La storia giudiziaria e detentiva di Guagliardo gli consente tuttavia di aggirare l'ostacolo: con la legge Gozzini e con la legislazione degli anni ottanta e novanta in materia di riabilitazione sociale dei detenuti egli potrebbe dare una soluzione personale alla propria vicenda giuridica, che, in termini prosaici, abbrevierebbe di qualche lustro la sua permanenza in carcere.
La strada che egli sceglie, invece, è quella della soluzione collettiva, di modo che la propria storia personale diventa patrimonio collettivo di una generazione, o almeno di parte di essa. Ciò consente al suo approccio soggettivo di raggiungere profondità che nessun preteso distacco può lontanamente immaginare.


indice del volume
Nota editoriale
Introduzione di Giuseppe Mosconi
Premessa
  • Un'eresia che si rivela ortodossa
  • Le difficoltà di superare la violenza
  • Necessità di riconoscere l'incompiutezza umana
  • Gli inevitabili equivoci della lotta armata
  • La «crisi» e l'inevitabile sbocco del rito del capro espiatorio
  • Come si rinnova il principio vittimario
  • Identità e pena (alcune ragioni della sconfitta comunista)

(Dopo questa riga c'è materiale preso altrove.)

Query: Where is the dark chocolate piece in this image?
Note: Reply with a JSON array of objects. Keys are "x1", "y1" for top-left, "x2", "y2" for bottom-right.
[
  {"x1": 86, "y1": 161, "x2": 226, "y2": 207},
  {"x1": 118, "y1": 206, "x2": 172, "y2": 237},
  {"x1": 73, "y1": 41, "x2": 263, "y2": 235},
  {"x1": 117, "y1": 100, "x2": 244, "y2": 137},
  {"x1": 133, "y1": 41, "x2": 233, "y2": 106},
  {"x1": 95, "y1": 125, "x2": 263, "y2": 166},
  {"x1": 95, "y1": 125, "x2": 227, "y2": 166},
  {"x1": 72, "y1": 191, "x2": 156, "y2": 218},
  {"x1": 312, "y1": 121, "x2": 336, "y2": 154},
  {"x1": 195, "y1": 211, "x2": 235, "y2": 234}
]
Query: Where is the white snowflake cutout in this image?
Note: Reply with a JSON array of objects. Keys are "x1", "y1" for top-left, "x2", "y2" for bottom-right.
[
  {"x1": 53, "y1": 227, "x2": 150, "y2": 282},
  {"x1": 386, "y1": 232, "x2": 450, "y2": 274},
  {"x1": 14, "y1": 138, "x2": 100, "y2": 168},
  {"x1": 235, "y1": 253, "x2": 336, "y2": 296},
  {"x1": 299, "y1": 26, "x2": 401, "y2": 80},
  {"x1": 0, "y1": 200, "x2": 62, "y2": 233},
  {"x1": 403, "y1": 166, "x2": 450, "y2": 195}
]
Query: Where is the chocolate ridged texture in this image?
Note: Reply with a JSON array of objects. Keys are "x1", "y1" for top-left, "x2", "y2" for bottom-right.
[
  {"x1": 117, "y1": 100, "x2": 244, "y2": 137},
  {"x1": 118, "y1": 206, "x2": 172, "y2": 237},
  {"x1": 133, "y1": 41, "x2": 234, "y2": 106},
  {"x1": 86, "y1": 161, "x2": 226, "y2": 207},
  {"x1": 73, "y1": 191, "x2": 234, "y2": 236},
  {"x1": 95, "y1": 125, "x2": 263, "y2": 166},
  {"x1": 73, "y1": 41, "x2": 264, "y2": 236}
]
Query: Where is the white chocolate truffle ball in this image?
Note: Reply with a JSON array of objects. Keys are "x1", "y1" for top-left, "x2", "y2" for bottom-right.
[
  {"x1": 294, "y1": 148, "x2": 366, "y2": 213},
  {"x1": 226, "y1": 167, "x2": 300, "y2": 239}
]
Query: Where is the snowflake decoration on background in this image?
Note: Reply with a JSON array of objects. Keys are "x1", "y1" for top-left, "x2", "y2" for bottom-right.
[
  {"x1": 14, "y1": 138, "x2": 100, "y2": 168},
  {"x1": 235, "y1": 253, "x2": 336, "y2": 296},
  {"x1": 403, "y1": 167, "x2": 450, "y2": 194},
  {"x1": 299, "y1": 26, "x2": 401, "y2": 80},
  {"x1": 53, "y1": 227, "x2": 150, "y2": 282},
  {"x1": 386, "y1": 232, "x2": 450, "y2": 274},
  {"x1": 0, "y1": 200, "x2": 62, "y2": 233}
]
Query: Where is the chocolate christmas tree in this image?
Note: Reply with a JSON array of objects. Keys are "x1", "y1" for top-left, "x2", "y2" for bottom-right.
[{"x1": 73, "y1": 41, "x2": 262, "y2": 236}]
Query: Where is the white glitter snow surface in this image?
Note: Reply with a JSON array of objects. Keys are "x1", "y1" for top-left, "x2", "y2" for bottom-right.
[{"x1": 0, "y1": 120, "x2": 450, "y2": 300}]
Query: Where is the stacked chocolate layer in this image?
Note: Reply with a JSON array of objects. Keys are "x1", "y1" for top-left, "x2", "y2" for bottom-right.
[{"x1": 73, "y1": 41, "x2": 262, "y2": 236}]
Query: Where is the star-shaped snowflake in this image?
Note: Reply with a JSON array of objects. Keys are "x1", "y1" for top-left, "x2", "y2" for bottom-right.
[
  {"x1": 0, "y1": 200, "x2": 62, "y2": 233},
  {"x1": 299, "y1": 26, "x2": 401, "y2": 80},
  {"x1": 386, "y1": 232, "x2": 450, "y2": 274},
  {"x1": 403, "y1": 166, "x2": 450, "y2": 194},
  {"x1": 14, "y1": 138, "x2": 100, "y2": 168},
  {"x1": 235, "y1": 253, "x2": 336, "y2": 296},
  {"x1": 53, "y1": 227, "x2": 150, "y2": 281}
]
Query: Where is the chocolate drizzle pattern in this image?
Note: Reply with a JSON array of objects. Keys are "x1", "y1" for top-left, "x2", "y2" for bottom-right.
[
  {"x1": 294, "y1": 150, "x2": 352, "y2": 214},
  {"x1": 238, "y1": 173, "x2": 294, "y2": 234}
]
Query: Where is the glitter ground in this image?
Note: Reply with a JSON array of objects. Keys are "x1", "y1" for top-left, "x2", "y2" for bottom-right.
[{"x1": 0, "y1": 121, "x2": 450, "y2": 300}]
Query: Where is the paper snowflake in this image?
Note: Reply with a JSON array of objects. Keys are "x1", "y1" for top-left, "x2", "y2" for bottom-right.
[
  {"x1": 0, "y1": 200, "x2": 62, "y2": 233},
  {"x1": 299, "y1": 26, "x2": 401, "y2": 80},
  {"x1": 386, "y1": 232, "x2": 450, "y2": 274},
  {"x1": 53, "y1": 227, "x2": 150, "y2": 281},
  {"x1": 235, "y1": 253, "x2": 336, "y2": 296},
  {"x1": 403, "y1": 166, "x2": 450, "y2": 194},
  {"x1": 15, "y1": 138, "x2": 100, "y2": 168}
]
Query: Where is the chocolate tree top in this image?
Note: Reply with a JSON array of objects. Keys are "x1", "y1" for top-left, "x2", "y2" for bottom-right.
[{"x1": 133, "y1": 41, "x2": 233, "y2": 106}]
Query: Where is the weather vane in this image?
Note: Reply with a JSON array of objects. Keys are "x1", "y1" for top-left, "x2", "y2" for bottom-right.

  • Le resistenze al principio vittimario
  • Vecchie resistenze, nuove speranze
  • Nota personale
Appendice
Sfidare zone rosse o sottrarsi alle zone grigie?
La pace delle beffe


l'autore
Vincenzo Guagliardo nato nel 1948, attualmente vive detenuto a causa della sua passata appartenenza all'organizzazione Brigate Rosse.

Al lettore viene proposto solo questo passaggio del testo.